Based on our results it seems that TP significantly modulates MMP-9 activity but not MMP-2. This effect is dose-dependent but independent of the drug's influence on TP. At a lower dose, the drug significantly reduced the level of MMP-9 after 24 hours of reperfusion, while such an effect was not observed with a higher dose. The drug also intensified the increase in TIMP-1 regardless of the dose used. However, the greatest decrease in the MMP-9/TIMP-1 ratio was observed in the group treated with a lower dose of TPI.
So far, many studies have been conducted using synthetic MMP inhibitors, but their results have been rather negative due to numerous side effects, given that MMPs are also essential for the functioning of many healthy cells. One of these inhibitors is minocycline. In rats with middle cerebral artery occlusion, treatment with minocycline showed a significant decrease in the expression of MMP-2 and MMP-9 in the brain compared to the control group [37]. The results of animal studies and clinical studies with minocycline in ischemic stroke are contradictory [25].
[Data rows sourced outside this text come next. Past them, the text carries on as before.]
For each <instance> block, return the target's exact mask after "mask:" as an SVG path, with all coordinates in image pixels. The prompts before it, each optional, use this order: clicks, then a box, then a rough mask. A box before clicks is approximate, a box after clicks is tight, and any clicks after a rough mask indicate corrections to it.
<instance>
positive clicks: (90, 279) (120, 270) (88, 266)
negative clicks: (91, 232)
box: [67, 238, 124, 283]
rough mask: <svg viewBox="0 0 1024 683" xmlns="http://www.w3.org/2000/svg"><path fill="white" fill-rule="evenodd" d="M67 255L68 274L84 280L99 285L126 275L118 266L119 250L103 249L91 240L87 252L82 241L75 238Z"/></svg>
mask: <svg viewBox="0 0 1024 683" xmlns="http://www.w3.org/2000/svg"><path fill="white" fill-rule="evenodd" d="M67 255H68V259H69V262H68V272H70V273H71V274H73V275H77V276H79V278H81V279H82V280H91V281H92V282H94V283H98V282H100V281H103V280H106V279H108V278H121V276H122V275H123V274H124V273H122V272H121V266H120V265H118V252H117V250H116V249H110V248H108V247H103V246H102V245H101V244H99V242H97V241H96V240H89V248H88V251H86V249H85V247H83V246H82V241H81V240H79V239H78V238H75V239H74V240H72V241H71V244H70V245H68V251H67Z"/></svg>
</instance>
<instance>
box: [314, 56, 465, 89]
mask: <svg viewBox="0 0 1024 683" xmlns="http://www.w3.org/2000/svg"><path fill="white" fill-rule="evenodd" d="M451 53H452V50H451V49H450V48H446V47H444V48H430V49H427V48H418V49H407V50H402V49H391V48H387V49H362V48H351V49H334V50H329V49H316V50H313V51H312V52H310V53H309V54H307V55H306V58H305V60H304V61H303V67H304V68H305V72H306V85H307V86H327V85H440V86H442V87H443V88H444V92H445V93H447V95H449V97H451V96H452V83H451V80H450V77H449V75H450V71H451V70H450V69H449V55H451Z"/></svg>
Interestingly, some studies have shown that prolonged inhibition of MMPs in animal models of cerebral ischemia reduces functional regeneration and increases brain damage [32, 38]. Therefore, it seems that therapeutic intervention inhibiting MMP-9 activity should be limited only to the early phase of stroke, as we have demonstrated with TPI.
In summary, in our experiment, we demonstrated a clear inhibitory effect of TPI on TP in brain tissue undergoing IR. We also attempted to elucidate the potential protective effects of this drug by studying its impact on key metalloproteinases involved in stroke. However, despite the benefits arising from the fact that TPI is a safe compound with known pharmacokinetics and low toxicity, approved for clinical use [18], the advantages for patients after ischemic stroke resulting from the inhibition of TP require further verification.